Lecture by Kodwo Eshun: Methods of Animating the 2nd Wars of Existence in Kojo Laing’s Achimota City
It is often pointed out that the Africanity in Afrofuturism takes no account of the invention or the production of African futures. That the Afrofuturisms formulated during the 1990s and resurgent in the 21st Century, were and are elaborated as Afrodiasporic projects by practitioners in the UK and the USA. The constraints of Afrofuturism, then and now, therefore obliges continental practitioners to either adapt the term to take account of the specificity of African futures or to invent a new concept capable of grasping the range of contemporary practices across the continent that seek to invent the future.
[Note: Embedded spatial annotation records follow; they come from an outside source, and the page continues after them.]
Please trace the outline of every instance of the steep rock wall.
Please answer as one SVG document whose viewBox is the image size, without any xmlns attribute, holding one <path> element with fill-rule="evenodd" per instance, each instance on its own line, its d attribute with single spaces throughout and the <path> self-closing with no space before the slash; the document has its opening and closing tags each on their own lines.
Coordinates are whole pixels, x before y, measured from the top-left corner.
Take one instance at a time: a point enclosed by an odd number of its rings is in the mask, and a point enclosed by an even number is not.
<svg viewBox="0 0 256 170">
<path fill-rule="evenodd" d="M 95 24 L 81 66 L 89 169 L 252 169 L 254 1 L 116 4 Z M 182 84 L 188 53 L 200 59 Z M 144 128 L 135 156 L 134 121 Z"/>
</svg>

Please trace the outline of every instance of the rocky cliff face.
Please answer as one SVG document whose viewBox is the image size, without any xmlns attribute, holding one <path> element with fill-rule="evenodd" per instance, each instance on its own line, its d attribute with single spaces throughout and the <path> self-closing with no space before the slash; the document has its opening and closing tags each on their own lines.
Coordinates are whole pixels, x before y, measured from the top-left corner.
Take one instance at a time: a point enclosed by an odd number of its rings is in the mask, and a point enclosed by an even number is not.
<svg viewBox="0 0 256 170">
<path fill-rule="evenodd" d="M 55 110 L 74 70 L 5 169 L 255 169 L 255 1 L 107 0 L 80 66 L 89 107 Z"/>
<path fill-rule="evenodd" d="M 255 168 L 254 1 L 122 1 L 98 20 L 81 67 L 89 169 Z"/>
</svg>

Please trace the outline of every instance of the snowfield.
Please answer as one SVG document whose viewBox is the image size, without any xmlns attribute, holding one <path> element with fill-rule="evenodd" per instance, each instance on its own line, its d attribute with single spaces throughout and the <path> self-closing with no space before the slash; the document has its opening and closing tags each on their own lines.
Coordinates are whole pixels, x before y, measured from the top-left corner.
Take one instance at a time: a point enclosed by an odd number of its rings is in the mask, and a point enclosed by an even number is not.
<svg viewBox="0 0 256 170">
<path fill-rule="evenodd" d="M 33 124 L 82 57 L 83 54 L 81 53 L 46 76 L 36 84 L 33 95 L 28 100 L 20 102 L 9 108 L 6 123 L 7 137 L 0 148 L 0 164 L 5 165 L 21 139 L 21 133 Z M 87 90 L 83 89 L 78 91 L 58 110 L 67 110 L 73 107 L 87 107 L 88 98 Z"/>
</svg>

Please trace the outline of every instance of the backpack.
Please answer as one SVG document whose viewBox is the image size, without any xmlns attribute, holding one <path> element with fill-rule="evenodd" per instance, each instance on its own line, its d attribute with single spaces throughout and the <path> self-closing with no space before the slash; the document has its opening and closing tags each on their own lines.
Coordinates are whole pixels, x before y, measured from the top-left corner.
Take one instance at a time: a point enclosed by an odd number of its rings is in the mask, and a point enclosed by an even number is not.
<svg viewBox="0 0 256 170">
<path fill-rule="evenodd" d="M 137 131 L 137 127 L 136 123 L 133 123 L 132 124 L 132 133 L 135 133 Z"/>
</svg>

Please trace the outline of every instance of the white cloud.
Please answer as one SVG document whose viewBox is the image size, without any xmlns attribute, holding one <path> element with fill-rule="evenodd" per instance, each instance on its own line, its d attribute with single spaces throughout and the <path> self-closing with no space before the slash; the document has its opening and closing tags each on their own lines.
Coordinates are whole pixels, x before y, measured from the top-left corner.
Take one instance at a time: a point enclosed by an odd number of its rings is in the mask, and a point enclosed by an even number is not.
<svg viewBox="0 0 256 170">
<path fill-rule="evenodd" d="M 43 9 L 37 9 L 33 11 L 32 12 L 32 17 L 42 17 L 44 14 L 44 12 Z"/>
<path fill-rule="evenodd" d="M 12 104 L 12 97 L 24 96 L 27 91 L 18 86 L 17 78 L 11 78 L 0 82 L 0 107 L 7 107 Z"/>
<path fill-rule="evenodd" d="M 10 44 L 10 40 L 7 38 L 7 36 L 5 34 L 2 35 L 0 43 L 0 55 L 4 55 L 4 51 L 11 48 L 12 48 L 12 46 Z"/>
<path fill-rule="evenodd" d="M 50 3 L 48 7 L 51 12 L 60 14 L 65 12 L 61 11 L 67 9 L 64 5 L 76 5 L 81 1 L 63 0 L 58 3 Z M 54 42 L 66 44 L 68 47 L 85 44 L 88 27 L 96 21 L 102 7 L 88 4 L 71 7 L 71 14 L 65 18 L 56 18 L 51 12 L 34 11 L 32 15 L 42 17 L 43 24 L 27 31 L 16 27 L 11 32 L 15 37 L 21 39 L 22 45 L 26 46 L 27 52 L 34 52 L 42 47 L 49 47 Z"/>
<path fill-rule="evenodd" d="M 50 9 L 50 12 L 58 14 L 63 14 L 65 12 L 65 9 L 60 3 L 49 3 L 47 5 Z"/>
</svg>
Implicit here is the suggestion that the common task of inventing African futures is a task that is still to be achieved. Such a mission, operative at different scales and different media, assumes that there has been little or no African futurisms, African speculations or African science fictions to date. It is this gap between continental and diasporic production, reinterpreted as a generational opportunity, that is now to be repaired and remedied by contemporary practitioners.
This argument, well intentioned as it is, inscribes a belatedness into continental cultural practices. It overlooks the practices already produced within and outside the continent that can indeed be grasped as inventions of the future. It is peculiarly deaf, blind and mute to the complexity of fictions, textual, sonic, political, philosophical, sculptural and painterly, already elaborated across the continent.